Alternatively, a resin-coated aluminum alloy member, which is a polymer alloy containing the same. 3. The resin-coated aluminum alloy member according to claim 2, wherein said thermoplastic resin is polybutylene terephthalate. 4. The resin-coated aluminum alloy member according to claim 2, wherein the thermoplastic resin in the resin film is partially thermally decomposed. 5. An aluminum alloy for non-heat treatment of 350A.
Forming step of hot extrusion at 530 ° C., (B) in air, the formed aluminum alloy has a surface temperature of 240 seconds within 900 seconds.

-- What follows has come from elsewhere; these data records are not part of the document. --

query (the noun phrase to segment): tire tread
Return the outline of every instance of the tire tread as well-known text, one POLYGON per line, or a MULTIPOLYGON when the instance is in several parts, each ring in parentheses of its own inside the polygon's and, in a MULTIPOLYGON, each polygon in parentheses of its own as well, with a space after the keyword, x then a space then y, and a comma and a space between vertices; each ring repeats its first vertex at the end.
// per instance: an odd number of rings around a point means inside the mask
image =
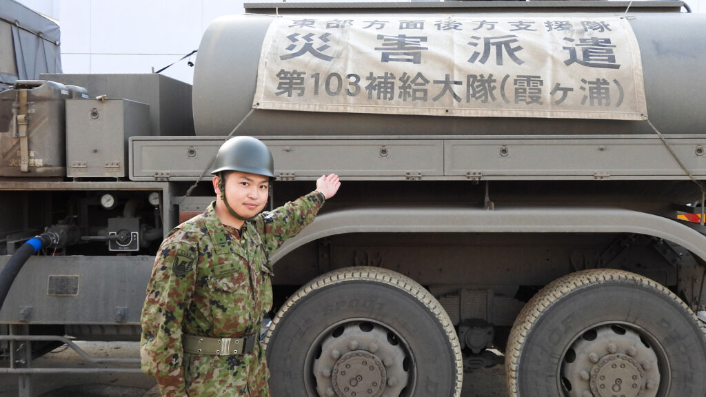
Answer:
POLYGON ((685 313, 690 314, 693 321, 701 328, 706 338, 706 326, 686 304, 664 285, 650 278, 618 269, 589 269, 573 273, 546 285, 530 300, 515 319, 505 349, 505 378, 509 397, 520 397, 517 383, 520 358, 527 335, 539 317, 562 297, 590 285, 608 282, 627 283, 657 292, 681 307, 685 313))
POLYGON ((299 300, 317 290, 351 280, 366 280, 395 287, 412 295, 426 307, 441 325, 450 345, 450 347, 453 351, 453 364, 456 373, 454 374, 455 386, 453 397, 460 397, 463 382, 463 359, 461 356, 460 343, 453 323, 451 322, 450 318, 441 303, 431 292, 414 280, 389 269, 371 266, 344 268, 324 273, 311 280, 292 294, 273 319, 272 324, 268 329, 263 341, 265 348, 277 325, 299 300))

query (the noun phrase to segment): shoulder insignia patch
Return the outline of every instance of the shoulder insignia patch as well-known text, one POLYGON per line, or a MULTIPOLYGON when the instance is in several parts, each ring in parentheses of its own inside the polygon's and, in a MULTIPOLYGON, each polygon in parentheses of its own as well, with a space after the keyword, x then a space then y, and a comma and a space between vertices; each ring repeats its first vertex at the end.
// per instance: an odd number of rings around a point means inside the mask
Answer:
POLYGON ((186 275, 186 273, 193 268, 193 262, 196 256, 188 249, 177 249, 174 261, 172 263, 174 274, 179 277, 186 275))

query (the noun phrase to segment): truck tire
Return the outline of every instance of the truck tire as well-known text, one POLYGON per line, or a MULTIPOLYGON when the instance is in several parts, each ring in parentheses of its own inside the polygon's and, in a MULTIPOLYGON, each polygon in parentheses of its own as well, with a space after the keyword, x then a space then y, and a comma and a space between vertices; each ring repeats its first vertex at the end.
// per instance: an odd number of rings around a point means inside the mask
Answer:
POLYGON ((274 397, 459 397, 453 325, 412 279, 374 267, 325 273, 280 309, 265 336, 274 397))
POLYGON ((627 271, 591 269, 543 288, 505 351, 510 397, 706 396, 706 332, 676 295, 627 271))

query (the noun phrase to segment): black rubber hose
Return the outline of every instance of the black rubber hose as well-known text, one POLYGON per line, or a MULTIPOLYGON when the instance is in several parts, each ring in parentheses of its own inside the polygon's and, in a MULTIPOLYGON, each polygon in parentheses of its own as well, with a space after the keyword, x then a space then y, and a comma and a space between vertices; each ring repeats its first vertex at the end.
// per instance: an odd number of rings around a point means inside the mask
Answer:
POLYGON ((42 247, 51 245, 53 242, 52 237, 49 233, 44 233, 28 239, 5 263, 2 273, 0 273, 0 309, 5 304, 5 298, 10 292, 10 288, 25 262, 42 247))

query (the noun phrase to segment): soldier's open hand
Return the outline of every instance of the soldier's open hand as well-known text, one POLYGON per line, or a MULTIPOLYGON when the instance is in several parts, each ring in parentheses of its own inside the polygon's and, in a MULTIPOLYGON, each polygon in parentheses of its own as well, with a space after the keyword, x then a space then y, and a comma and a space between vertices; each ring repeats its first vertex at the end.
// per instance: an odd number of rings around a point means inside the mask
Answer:
POLYGON ((316 180, 316 190, 321 191, 327 200, 336 194, 340 186, 341 181, 335 174, 321 175, 321 177, 316 180))

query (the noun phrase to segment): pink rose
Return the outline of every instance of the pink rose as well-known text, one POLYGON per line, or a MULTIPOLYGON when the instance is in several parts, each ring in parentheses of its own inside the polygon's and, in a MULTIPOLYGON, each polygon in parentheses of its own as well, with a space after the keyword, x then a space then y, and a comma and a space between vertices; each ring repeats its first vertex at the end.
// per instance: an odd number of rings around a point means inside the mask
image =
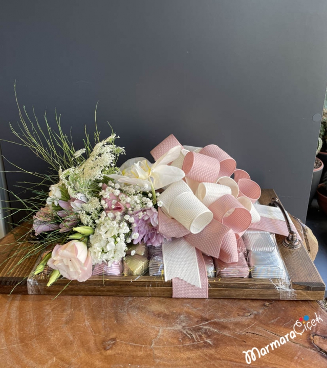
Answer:
POLYGON ((92 274, 92 259, 85 243, 72 240, 53 248, 48 265, 66 279, 82 282, 92 274))
MULTIPOLYGON (((105 190, 108 187, 106 184, 102 185, 102 190, 105 190)), ((107 208, 105 211, 106 212, 112 211, 113 212, 123 212, 126 208, 129 208, 130 204, 128 203, 123 203, 121 201, 122 193, 120 193, 117 197, 113 193, 110 193, 109 197, 107 198, 102 198, 105 201, 108 205, 107 208)))

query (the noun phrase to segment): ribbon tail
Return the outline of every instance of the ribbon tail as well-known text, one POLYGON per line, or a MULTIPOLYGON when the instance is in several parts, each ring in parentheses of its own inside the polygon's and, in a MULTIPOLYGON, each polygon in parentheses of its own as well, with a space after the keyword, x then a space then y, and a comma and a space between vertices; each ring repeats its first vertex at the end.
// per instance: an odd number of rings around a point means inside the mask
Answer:
POLYGON ((172 279, 172 297, 207 298, 208 283, 207 269, 202 254, 195 249, 201 287, 197 287, 178 278, 172 279))
POLYGON ((165 281, 179 278, 201 287, 198 256, 195 247, 183 238, 173 238, 162 244, 165 281))
MULTIPOLYGON (((260 219, 258 222, 251 223, 249 228, 251 230, 260 230, 287 236, 289 231, 286 221, 280 210, 275 207, 255 204, 255 206, 258 212, 260 219)), ((292 229, 295 232, 297 236, 300 238, 296 228, 287 213, 292 229)))

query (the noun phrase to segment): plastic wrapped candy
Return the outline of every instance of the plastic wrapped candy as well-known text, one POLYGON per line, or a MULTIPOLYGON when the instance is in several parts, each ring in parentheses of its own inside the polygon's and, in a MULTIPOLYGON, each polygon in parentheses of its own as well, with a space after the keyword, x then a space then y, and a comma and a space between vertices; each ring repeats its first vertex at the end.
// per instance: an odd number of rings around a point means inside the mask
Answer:
POLYGON ((152 256, 149 262, 150 276, 162 276, 165 274, 163 266, 162 252, 152 256))
POLYGON ((273 251, 276 249, 275 235, 267 232, 248 230, 243 240, 248 251, 273 251))
POLYGON ((207 275, 208 277, 214 277, 216 272, 212 257, 205 254, 203 254, 202 255, 203 256, 203 259, 204 260, 204 263, 206 265, 206 268, 207 269, 207 275))
POLYGON ((148 269, 148 261, 143 256, 126 256, 123 263, 123 274, 125 275, 144 274, 148 269))
POLYGON ((238 253, 238 261, 226 263, 221 260, 213 259, 214 265, 217 269, 217 277, 249 277, 250 270, 244 255, 238 253))
POLYGON ((156 255, 162 254, 162 247, 158 246, 155 247, 153 245, 150 245, 149 247, 149 258, 151 258, 153 256, 156 255))
POLYGON ((94 266, 92 275, 112 275, 119 276, 123 271, 123 260, 115 261, 110 266, 106 262, 97 263, 94 266))
POLYGON ((243 253, 244 255, 245 258, 246 258, 248 256, 248 251, 247 250, 245 244, 244 244, 244 242, 243 241, 243 239, 242 238, 240 238, 239 239, 237 239, 237 251, 243 253))
POLYGON ((260 279, 285 279, 286 271, 277 251, 255 251, 249 254, 252 277, 260 279))
POLYGON ((131 254, 131 253, 132 256, 136 254, 147 257, 148 255, 148 247, 143 243, 127 245, 126 254, 128 256, 131 254), (135 252, 134 251, 135 251, 135 252))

And (C) a resin coating step of applying a resin on the surface of the aluminum alloy and cooling the resin to form a resin coating. . 6. The method for manufacturing a resin-coated aluminum alloy member according to claim 5, wherein the cooling step is performed using dry air as a cooling gas. 7. The method of manufacturing a resin-coated aluminum alloy member according to claim 5, wherein in the resin coating step, the resin is applied in a molten state by heating. Method. 8. The method for producing a resin-coated aluminum alloy member according to claim 7, wherein the temperature of the resin in a molten state is 230 to 330 ° C. 9. The method for producing a resin-coated aluminum alloy member according to claim 5, wherein the resin coating is made of a thermoplastic resin having a melting point of 200 ° C. or more,
A method for producing a resin-coated aluminum alloy member, wherein the thermoplastic resin is a polyester resin, a polyamide resin, a modified resin thereof, or a polymer alloy containing the same. 10. The method of manufacturing a resin-coated aluminum alloy member according to claim 9, wherein the thermoplastic resin is polybutylene terephthalate. 11. The method for producing a resin-coated aluminum alloy member according to claim 9, wherein the thermoplastic resin is melted after applying the thermoplastic resin on a surface of the aluminum alloy. A method for producing a resin-coated aluminum alloy member, wherein the thermoplastic resin in the resin film is partially thermally decomposed by holding the resin film for 1.5 seconds or more and then cooling to form the resin film.